Despite the size of the proposed bond, district officials stress that the tax rate would not rise above the current cap of $25 per $100,000 in assessed property value. They can maintain the same cap because of escalating assessed property values, a growing number of condos and houses, and an extension on the period people will be taxed on the bonds. The earlier bond, known as Proposition S, is due to be paid off in 2030, and the new bond would extend payment by 13 years.
The proposed bond would tax about 229,400 homeowners living within the district boundaries, which roughly follows the city lines, not including Rancho Bernardo, Rancho Peñasquitos and Otay Mesa.
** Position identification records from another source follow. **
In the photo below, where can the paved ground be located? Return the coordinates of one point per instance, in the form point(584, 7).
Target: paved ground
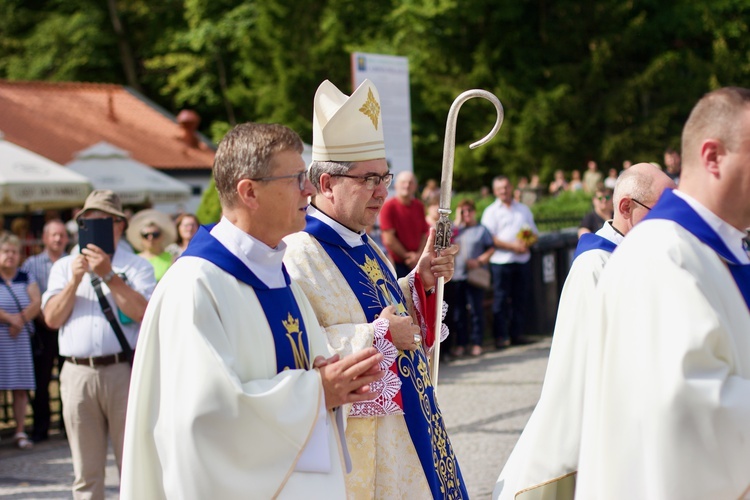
point(486, 402)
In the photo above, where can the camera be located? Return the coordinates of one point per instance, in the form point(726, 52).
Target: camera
point(99, 232)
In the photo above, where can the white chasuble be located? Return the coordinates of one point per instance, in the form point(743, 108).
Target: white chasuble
point(667, 401)
point(209, 415)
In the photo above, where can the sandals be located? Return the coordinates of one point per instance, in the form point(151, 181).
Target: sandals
point(22, 441)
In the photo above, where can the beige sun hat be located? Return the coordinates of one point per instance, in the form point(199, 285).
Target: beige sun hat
point(149, 217)
point(105, 201)
point(347, 128)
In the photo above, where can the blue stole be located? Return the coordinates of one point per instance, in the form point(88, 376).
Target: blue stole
point(375, 287)
point(672, 207)
point(279, 305)
point(592, 241)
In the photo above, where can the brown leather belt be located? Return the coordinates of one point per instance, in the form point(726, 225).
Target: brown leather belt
point(100, 360)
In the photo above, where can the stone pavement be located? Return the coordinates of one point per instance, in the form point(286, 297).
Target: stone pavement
point(486, 402)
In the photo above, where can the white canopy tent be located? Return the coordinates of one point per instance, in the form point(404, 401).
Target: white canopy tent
point(109, 167)
point(29, 182)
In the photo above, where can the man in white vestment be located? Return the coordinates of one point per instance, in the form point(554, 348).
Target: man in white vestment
point(232, 395)
point(666, 409)
point(545, 458)
point(398, 441)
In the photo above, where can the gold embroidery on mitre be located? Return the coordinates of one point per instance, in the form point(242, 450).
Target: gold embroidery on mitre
point(371, 108)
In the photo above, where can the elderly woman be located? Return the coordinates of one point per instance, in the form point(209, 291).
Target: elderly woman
point(150, 231)
point(20, 301)
point(187, 225)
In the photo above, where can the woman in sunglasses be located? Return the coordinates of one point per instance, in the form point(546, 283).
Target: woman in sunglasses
point(150, 232)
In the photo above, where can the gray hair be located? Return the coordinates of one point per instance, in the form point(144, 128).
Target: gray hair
point(317, 168)
point(8, 238)
point(246, 152)
point(635, 183)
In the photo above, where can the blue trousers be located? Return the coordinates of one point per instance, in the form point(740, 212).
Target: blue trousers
point(511, 286)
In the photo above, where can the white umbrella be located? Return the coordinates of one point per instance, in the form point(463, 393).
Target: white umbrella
point(29, 181)
point(109, 167)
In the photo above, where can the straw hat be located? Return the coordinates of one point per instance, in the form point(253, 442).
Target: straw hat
point(146, 218)
point(105, 201)
point(347, 128)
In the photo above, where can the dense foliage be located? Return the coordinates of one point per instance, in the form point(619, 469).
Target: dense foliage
point(603, 79)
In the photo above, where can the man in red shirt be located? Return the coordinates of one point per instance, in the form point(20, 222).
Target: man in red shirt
point(403, 226)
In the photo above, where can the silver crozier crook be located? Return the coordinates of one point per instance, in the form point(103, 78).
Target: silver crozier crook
point(443, 225)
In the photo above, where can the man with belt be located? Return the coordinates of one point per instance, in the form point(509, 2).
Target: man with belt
point(95, 378)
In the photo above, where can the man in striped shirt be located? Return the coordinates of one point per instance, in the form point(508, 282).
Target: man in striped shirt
point(55, 239)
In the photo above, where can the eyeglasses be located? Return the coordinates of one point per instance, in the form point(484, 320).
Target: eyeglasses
point(371, 181)
point(152, 235)
point(301, 178)
point(641, 204)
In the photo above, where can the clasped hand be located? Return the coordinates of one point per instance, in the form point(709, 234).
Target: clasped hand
point(348, 380)
point(431, 266)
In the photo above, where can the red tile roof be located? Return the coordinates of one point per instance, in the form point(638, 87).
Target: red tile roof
point(56, 120)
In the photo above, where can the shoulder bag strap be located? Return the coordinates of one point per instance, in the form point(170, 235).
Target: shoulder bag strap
point(110, 315)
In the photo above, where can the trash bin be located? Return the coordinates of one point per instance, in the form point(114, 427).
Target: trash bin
point(551, 258)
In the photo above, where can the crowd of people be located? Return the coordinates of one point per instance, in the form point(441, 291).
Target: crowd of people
point(284, 353)
point(30, 341)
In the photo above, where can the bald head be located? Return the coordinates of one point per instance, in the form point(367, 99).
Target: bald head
point(636, 191)
point(716, 155)
point(715, 116)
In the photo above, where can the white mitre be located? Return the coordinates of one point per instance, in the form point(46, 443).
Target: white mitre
point(347, 128)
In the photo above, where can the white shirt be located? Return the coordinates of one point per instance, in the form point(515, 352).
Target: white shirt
point(86, 332)
point(505, 222)
point(352, 238)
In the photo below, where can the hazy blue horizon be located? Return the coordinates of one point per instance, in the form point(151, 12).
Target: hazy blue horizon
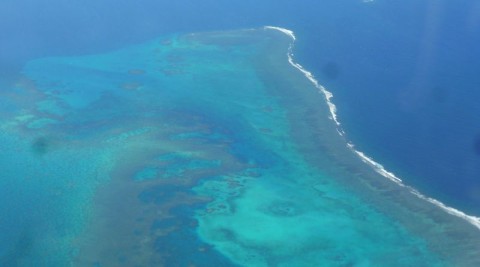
point(403, 75)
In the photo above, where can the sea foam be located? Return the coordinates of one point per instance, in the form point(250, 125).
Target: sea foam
point(475, 221)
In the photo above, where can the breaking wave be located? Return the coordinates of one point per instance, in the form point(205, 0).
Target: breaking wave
point(475, 221)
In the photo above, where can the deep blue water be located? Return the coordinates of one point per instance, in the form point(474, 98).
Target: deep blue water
point(404, 73)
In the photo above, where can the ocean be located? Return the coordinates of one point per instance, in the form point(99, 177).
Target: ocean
point(188, 134)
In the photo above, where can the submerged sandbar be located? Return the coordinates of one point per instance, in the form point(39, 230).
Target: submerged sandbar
point(224, 151)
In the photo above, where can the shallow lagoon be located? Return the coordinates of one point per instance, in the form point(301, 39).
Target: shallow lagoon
point(205, 149)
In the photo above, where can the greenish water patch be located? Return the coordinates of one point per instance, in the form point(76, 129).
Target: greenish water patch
point(205, 149)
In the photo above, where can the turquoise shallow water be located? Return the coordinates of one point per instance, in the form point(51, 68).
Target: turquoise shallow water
point(205, 149)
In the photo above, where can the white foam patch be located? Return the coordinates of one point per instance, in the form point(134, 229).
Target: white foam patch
point(475, 221)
The average home assessed at $291,000 would yield a maximum annual tax of $72.75.
During the past year, the district has plotted its long-term facilities plan, spending about $850,000 from Proposition S, soliciting input from students, faculty, staff, employers and community members and hiring architects to redesign the district.
“We feel that we owe it to our students and our communities to see that quality of instruction is matched by the quality of facilities,” said district Chancellor Constance Carroll. “If we held off, the buildings that we know we desperately need would not come about, and when we did get around to it, the buildings would cost much more in the future than they cost now.”
Among the projects proposed are:
A science building, engineering technology building, business technology building and humanities building at City College.
A math and science building, instructional technology building and instructional space for fine arts and dramatic arts at Mesa College.
A new student and campus center, renovations and upgrades to a science building, aviation maintenance technology center and public safety institute at Miramar College.
Several projects were supposed to be paid for by Proposition S, but the rising costs of construction means only about half the original list will be completed with that money, said Terry Davis, vice chancellor of business services.
Carroll said the proposed bond would probably be the last bond measure she could foresee for the next 50 to 75 years.
“We think this will take care of it,” Carroll said.
She added that she knows of no opposition to the bond, and external polling from October and June found about 62 percent of 800 homeowners polled said they would support the bond. The San Diego County Taxpayers Association has yet to take a position, and some critics of the bond passed in 2002 say they know too little about the project.
“It certainly raises my eyebrows that it’s for more money than the original one and so quickly after the last one,” said Ken Moser, a former district trustee and opponent of Proposition S. “I certainly don’t want another $100 in taxes, but I don’t know enough about it.”
Board President Marty Block said he’s optimistic for its chances.
“I very much support it because I think the strength of San Diego’s economy in the long run depends on the strength of the community college district,” Block said. “There are no frivolous projects on the list. Almost of them are for academic buildings.”